Crews succeeds Raymond P. Moore, a Barack Obama appointee who took a form of semi-retirement known as senior status last summer. The White House announced in February 2023 that Crews was Biden’s choice for the seat.
Republican U.S. Sens. Susan Collins of Maine and Lisa Murkowski of Alaska joined Democrats in voting for the confirmation.

michael.karlik@coloradopolitics.com
Crews graduated from the University of Northern Colorado in 1997 and received a law degree from the University of Arizona in 2000. He then spent one year working for the National Labor Relations Board investigating and prosecuting allegations of unfair labor practices by employers.
Beginning in 2001 and for the next 17 years, Crews was in private practice, largely defending employers against civil lawsuits. He also began to represent individual workers and a union.
In 2018, the district judges on Colorado’s federal trial court appointed Crews as a magistrate judge, a position that focuses on preliminary and administrative matters in cases. Magistrate judges can, however, handle nearly all the tasks of the life-tenured district judges. Crews has presided over six civil trials in that time.
During his Senate Judiciary Committee hearing last year, Crews came under criticism from Republican members for having his judicial orders or recommendations reversed 18 times – out of his more than 1,700 total decisions.
In a noteworthy exchange, Crews could not immediately recall the U.S. Supreme Court’s landmark decision of Brady v. Maryland, which obligates prosecutors to disclose evidence favorable to the defense. U.S. Sen. John Kennedy, R-La., asked him how he would analyze a “Brady motion.”
“In my 4.5 years on the bench, I don’t believe I had the occasion to address a Brady motion,” Crews responded.
“Do you know what a Brady motion is?” Kennedy continued. Crews responded it was “not coming to mind at the moment.”
Lawyers familiar with Colorado’s U.S. District Court were sympathetic toward Crews following the flub, noting magistrate judges do not handle “Brady motions” in felony criminal cases and that all nominees will need to learn about certain aspects of the law upon taking the bench.

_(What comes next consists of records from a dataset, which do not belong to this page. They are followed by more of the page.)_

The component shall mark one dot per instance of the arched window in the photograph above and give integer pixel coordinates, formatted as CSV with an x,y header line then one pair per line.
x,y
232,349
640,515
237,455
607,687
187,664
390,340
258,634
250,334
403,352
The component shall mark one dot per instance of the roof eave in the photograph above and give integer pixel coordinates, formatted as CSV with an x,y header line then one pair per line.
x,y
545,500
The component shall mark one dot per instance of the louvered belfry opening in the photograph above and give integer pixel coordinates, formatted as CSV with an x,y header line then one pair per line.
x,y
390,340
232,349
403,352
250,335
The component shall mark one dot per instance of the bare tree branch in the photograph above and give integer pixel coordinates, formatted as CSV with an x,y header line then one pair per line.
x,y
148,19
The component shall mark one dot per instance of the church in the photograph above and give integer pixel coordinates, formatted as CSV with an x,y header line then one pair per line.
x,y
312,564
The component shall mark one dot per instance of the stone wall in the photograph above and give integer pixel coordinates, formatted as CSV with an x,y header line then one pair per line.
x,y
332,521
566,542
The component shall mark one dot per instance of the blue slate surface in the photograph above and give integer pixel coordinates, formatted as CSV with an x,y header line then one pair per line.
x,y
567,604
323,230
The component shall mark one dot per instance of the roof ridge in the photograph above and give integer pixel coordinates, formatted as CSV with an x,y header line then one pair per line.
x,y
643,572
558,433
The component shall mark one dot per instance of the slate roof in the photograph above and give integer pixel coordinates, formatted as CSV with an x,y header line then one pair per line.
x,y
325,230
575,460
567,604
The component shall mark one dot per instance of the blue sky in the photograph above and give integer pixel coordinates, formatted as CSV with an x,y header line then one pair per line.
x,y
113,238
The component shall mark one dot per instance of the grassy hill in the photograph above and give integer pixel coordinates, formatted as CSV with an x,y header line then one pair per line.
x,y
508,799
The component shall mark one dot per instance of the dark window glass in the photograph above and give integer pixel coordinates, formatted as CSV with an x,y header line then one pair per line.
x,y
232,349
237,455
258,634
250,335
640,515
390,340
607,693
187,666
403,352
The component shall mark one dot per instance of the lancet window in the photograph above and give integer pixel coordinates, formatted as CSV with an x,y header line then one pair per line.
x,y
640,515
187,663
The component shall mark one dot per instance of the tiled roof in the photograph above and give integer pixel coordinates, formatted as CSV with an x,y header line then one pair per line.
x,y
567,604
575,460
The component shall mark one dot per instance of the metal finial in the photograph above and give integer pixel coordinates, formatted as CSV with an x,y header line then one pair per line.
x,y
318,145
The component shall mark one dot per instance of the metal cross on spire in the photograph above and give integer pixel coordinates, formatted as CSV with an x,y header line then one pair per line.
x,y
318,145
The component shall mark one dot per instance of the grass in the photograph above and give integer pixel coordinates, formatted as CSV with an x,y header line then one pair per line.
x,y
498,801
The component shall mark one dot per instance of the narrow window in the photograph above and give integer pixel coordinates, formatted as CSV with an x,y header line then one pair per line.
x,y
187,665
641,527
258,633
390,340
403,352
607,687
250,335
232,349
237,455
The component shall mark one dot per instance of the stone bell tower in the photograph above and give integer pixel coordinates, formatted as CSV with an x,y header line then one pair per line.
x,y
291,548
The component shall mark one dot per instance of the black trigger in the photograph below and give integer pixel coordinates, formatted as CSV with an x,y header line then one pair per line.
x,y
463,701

In written responses to senators’ questions following his hearing, Crews elaborated upon his failure to recall the Brady decision.

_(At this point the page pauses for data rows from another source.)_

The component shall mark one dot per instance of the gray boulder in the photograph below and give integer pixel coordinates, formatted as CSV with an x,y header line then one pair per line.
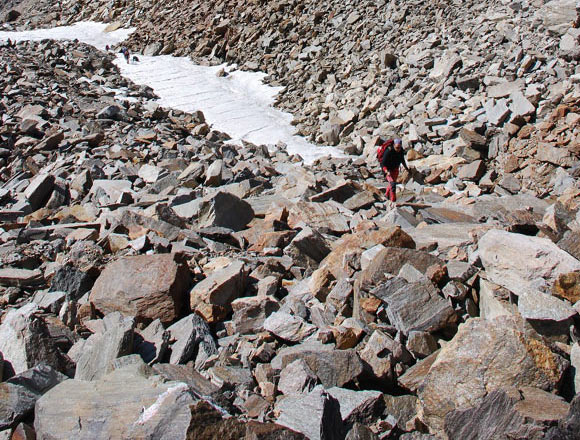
x,y
94,356
128,402
25,342
192,337
334,368
415,306
226,210
316,415
486,355
508,413
147,287
522,263
212,297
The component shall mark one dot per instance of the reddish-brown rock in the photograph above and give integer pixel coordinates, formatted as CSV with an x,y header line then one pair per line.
x,y
147,287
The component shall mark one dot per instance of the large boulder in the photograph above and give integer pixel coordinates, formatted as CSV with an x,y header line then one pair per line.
x,y
19,393
147,287
415,306
25,342
334,368
226,210
288,327
212,298
510,413
193,340
355,244
128,402
316,415
251,312
95,355
522,263
486,355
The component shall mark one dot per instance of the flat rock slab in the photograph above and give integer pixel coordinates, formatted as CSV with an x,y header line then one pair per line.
x,y
316,415
147,287
416,306
486,355
334,368
219,289
392,236
507,413
226,210
251,312
356,406
323,216
522,263
25,342
543,307
96,354
121,403
288,327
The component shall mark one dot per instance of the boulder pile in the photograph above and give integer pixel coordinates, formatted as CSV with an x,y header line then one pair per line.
x,y
159,282
492,81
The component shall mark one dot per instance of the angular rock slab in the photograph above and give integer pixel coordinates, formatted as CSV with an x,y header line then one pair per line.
x,y
25,342
288,327
509,413
358,406
192,337
226,210
416,307
147,287
334,368
251,312
124,402
316,415
522,263
219,289
19,393
486,355
95,355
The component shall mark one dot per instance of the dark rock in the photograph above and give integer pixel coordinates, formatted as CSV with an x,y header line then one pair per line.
x,y
147,287
509,413
72,281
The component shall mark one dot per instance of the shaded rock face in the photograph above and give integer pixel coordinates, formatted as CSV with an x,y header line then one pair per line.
x,y
213,296
147,287
519,413
416,307
226,210
499,347
328,284
96,354
98,414
25,342
20,393
316,415
501,253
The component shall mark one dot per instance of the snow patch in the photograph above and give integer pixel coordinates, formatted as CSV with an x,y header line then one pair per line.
x,y
240,104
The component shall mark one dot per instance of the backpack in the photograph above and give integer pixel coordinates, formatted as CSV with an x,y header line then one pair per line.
x,y
382,148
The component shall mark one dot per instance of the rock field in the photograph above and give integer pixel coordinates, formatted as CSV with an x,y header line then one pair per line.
x,y
157,282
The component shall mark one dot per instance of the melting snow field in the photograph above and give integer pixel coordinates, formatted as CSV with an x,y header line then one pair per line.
x,y
240,104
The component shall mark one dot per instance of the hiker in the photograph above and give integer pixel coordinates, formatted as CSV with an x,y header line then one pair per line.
x,y
393,157
125,53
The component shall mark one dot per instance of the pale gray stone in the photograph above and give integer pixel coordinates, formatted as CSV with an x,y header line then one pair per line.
x,y
288,327
316,415
94,356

“In my 22-plus years in the legal profession, including my four-plus years as a United States Magistrate Judge, I have not dealt with Brady motions,” he wrote. “I do not recall any party filing a Brady motion in a misdemeanor criminal matter I have presided over as a magistrate judge, nor do I recall any district judge referring a Brady motion to me in a felony criminal matter.”
Crews added that, in general, when he encounters a legal issue unfamiliar to him, “I might also consult other judicial colleagues with experience facing those issues – the collegiality among the judges in the District of Colorado has included these types of consultations.”

Biden, before taking office, asked senators to forward candidates for judgeships whose demographics or professional backgrounds were historically underrepresented on the bench. In Colorado, that has meant the inclusion of sitting magistrate judges in Bennet and Hickenlooper’s recommendations. Until 2022, no magistrate judge had ever been confirmed as a district judge in Colorado, even though the practice is common in other federal judicial districts.
It was “a real missed opportunity because the magistrate judges could hit the ground running, as they understood the job and the court,” Frances Koncilja, who served on the senators’ advisory committee, told Colorado Politics last year.
Carl Tobias, a University of Richmond law professor who follows federal judicial nominations, observed Colorado’s senators worked well with the Biden administration to reconstitute the court’s membership.
“Magistrate Judge Crews was a very experienced, mainstream nominee who will join a number of other well qualified, centrist Biden nominees who have filled the District of Colorado vacancies,” he said.